An Investigation into Code Search Engines: The State of the Art Versus Developer Expectations

Virginia Tech

An essential software development tool, code search engines are expected to provide superior accuracy, usability, and performance. However, prior research has neither (1) summarized, categorized, and compared representative code search engines, nor (2) analyzed the actual expectations that developers have for code search engines. This missing knowledge can empower developers to fully benefit from search engines, academic researchers to uncover promising research directions, and industry practitioners to properly marshal their efforts. This thesis fills the aforementioned gaps by drawing a comprehensive picture of code search engines, including their definition, standard processes, existing solutions, common alternatives, and developers' perspectives.

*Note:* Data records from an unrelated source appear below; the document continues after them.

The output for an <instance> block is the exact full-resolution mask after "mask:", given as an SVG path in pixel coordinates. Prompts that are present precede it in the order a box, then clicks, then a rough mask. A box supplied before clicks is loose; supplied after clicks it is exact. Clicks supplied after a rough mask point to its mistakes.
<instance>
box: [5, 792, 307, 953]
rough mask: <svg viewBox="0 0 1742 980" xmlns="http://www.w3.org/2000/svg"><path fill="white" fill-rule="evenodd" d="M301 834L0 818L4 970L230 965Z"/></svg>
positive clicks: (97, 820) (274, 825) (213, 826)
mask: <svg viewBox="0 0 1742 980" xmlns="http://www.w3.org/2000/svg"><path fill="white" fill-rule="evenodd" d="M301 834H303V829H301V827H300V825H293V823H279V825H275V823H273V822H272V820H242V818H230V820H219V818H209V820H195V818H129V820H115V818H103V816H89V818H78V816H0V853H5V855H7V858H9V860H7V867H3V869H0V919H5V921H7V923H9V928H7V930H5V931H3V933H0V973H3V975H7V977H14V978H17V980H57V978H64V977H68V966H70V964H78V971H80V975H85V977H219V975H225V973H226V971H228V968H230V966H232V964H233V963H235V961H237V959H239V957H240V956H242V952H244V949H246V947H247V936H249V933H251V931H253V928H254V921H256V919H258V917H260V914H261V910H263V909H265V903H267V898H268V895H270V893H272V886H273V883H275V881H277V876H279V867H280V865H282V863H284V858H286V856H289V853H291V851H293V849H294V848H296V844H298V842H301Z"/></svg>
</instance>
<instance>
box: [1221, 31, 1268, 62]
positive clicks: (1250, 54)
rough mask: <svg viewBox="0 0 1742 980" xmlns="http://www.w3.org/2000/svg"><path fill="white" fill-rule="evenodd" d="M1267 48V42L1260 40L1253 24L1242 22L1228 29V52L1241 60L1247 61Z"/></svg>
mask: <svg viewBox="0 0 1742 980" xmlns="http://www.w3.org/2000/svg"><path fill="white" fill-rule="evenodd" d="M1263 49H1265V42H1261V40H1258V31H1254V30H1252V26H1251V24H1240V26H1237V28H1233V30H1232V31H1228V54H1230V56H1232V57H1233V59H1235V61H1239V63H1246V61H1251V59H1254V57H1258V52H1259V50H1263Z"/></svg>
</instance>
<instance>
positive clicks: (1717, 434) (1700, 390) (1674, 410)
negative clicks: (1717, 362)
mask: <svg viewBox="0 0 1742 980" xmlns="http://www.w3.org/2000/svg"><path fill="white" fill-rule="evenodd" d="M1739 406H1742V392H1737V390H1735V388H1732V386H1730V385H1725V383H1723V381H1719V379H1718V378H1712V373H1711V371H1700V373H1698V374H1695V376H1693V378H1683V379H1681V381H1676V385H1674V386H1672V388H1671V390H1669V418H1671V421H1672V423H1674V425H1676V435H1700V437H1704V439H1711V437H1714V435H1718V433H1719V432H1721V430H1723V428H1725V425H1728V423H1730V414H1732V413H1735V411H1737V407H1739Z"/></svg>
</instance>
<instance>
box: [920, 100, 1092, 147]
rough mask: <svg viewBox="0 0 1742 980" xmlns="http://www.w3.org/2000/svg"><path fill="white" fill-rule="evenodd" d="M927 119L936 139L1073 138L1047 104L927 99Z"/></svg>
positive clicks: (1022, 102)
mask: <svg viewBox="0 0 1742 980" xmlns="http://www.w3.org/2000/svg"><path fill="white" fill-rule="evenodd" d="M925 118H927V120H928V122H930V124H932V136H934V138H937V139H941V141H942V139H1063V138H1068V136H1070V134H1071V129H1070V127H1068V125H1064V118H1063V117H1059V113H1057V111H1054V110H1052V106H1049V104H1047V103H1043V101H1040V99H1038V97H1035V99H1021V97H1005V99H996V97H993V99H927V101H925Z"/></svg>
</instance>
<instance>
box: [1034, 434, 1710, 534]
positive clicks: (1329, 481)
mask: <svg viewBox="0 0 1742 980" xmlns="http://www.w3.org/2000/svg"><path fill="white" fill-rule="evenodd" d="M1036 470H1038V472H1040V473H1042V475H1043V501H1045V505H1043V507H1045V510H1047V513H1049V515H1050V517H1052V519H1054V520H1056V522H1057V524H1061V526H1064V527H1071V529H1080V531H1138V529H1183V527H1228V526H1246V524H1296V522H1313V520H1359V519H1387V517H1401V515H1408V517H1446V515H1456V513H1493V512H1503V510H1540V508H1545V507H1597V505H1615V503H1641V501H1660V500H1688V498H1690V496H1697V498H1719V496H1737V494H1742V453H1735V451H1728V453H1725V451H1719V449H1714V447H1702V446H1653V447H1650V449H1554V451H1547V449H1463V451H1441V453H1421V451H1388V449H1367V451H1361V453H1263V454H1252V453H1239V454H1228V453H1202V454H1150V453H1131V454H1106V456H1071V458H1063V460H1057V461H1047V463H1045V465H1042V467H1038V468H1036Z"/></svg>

We first study the state of the art in code search engines by analyzing academic papers, industry releases, and open-source projects. We then survey more than a 100 software developers to ascertain their usage of and preferences for code search engines. Finally, we juxtapose the results of our study and survey to synthesize a call-for-action for researchers and industry practitioners to better meet the demands software developers make on code search engines. We present the first comprehensive overview of state-of-the-art code search engines by categorizing and comparing them based on their respective search strategies, applicability, and performance. Our user survey revealed a surprising lack of awareness among many developers w.r.t. code search engines, with a high preference for using general-purpose search engines (e.g., Google) or code repositories (e.g., GitHub) to search for code. Our results also clearly identify typical usage scenarios and sought-after properties of code search engines. Our findings can guide software developers in selecting code search engines most suitable for their programming pursuits, suggest new research directions for researchers, and help programming tool builders in creating effective code search engine solutions.

Code search engines, User survey, Domain analysis